Experts disagree on the effectiveness of Medicare's accountable care organizations, especially amid yet another high-profile departure from the Pioneer ACO program--this time from Dartmouth-Hitchcock Health System.
The Pioneer and Shared Savings Programs generated more than $411 million in savings in 2014, but the success of the model means more than financial value, Richard Barasch, chairman and CEO of Universal American Corp., told Kaiser Health News.
"For these things to work, it has to be not just a value-based conversation but it also has to be about how the practice is actually managed, said Barasch, whose organization includes Collaborative Health System, which runs 25 Medicare Shared Savings ACOs. For example, Medicare ACOs provide incentives to encourage annual wellness visits for Medicare beneficiaries, but many doctors are unaccustomed to treating patients as customers to whom they should market their services.
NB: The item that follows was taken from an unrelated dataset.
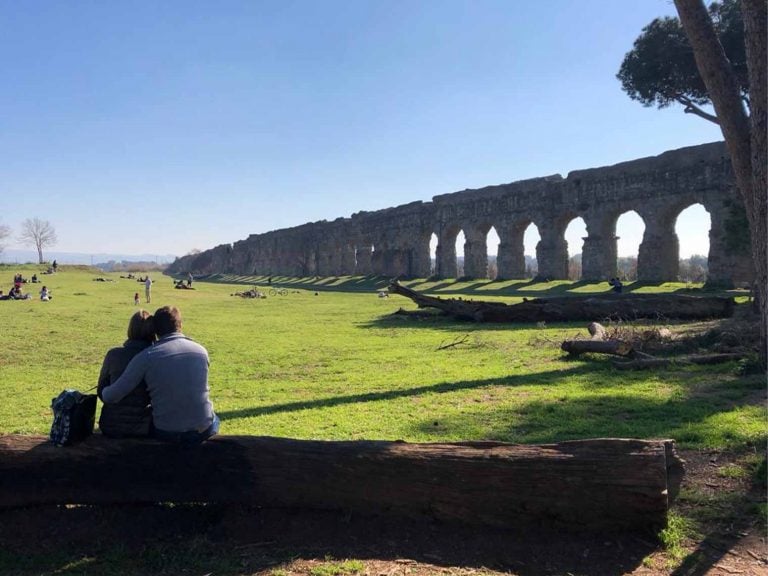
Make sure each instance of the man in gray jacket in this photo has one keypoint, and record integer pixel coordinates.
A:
(176, 372)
However, while the process of full ACO functionality starts with primary care, ACOs must have the ability to deliver a full range of services to take on the necessary financial risk, especially in states such as Vermont, where there are fewer tertiary care providers and insurers, and all of them are part of OneCare, the statewide ACO, according to VTDigger.
Moreover, despite encouraging news on shared savings, Medicare ACOs' performance results have left much to be desired, according to Robert Murray, president of consulting firm Global Health Payment. The performance issues, Murray told KHN, come down to inherent design flaws: ACO formation requires substantial capital, but participating hospitals and specialists have no incentive to control costs under the traditional fee-for-service model, meaning they will turn a profit by generating more volume--the precise opposite of the ACO model's goals.
His concerns are echoed by Dartmouth-Hitchcock Health System, which confirmed it will exit the Pioneer ACO program after high quality scores but disappointing financial performance, Healthcare Finance News reported. While Dartmouth-Hitchcock's ACO hopes to join Medicare's Next Generation model next year, the Pioneer model may prove "unsustainable," according Robert A. Greene, executive vice president and chief population health management officer for the ACO.